Goodenow propped the trophy between his legs, holding it upright by the horns. He gazed into the red, ferocious eyes under Teft's bullethole.
"I said go easy on the hay," Cotton said. "In case you haven't noticed, we're down to under two bales. Start rationing them."
"Well, when Ralph got into that pond with those gross goldfish, he went berserk. He turned gourmet. All he ate out of them was their fat bellies. One bite, gulp, one belly, and every morning there'd be dead goldfish floating around with their bellies missing. Which was where old Ralph made his mistake."
"What mistake?" someone asked.
"Tell me," Goodenow said to the trophy. "Did you live up here? Were you Superbull? Do you appreciate what we're doing for your friends and relatives?"
"Because the gardeners at the girls' college knew something was fishy.

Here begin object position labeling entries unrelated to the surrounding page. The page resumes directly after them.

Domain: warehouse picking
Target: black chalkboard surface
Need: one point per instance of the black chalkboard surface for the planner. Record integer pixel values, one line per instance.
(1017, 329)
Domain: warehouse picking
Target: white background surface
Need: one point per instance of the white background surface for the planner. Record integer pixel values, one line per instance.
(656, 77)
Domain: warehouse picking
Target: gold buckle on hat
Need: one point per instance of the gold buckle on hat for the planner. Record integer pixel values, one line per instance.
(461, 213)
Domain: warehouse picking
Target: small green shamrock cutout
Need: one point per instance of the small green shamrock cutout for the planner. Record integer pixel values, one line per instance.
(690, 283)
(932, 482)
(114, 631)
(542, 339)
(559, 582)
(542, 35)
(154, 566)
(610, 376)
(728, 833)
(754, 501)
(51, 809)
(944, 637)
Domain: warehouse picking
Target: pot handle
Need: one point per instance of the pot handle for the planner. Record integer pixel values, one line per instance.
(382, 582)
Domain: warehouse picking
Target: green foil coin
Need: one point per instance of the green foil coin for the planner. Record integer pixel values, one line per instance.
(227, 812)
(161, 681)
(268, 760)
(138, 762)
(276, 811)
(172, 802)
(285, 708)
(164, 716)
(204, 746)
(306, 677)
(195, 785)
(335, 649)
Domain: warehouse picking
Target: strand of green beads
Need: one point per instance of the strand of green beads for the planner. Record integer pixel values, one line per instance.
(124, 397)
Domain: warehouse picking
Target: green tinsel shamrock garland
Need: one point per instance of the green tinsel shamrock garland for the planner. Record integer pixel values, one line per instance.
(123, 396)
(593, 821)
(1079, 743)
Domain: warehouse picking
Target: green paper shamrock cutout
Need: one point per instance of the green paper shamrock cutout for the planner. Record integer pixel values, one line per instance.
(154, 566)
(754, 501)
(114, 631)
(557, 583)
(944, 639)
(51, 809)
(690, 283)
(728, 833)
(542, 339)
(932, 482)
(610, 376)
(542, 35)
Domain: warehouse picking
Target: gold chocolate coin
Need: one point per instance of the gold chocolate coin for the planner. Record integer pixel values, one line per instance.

They took the rest of the goldfish out and poisoned the pond and old Ralph went to his reward. Because he made a piranha pig of himself."
They pondered. To analyze anything made their skulls ache, and the irrelevance of the story irked them. "Teft," they snarled.
"Yup."
"What's the point?"
"Point?"
"I haven't seen the Chicago Cubs play all summer," said Lally 2. "I've been culturally deprived."
"The message!" they bawled. Teft frequently let them hang by their fingernails. "What's the message!"
"Oh," said Teft. "Well, if old Ralph had devoured whole goldfish instead of being picky, the gardeners might not have caught on for a long time. Ralph might be alive and well and living in that pond right now. But he didn't. So the moral is, don't just eat bellies."
"Bellies!"
"I wish I had a whole chocolate pie," said Shecker.
"Eat everything," said Teft.
"Eat everything!"
"I mean, finish what you start." Teft shook his head, amazed at their density. "You know, like at the Grand Canyon, remember?"
"My timmy brother and me," said Lally 1, "did we have a ball on a boat once." The psychiatrist in Lucerne was world-renowned for his work with children. Stephen and Billy Lally went to see him from the villa their mother had rented for the summer. They expected the Swiss would be some old turkey with a beard and ask stupid questions. He was young and clean-shaven. He took Stephen into a room filled with toy human figures made of plastic. Selecting four, a man, a woman, and two boys, and opening cabinets of costumes, he asked Stephen to dress the four dolls, which were to represent the members of his family, in costumes appropriate to the role played by each in his, Stephens, opinion. Stephen Lally, Jr., dressed the two boy-dolls in men's suits and the two adult dolls in little-boy and little-girl clothing.
The psychiatrist said that was very interesting and they would talk about what it meant the next time. But there was no next time because their father flew over to Europe and made up with their mother and they all sailed home together on the United States, a very fast ship. The two brothers had fun one night during the crossing. Sneaking up to the Sun Deck, they let all the passengers' poodles out of their kennels. Soon there were poodles everywhere aboard ship, racing through the theater, barking in the bars.
Attending even partially to Teft's dumb story, they had neglected to feed, and now the buffalo closed in around the truck. Humps and beards and hot breath and hallucinations menaced them on three sides. Trapped, they squidged close to each other on the iron floor of the bed. Oddball ideas bumbled through the alleys of their heads. Who, it occurred to them to wonder, was herding who? Which were the shepherds now, and which the sheep?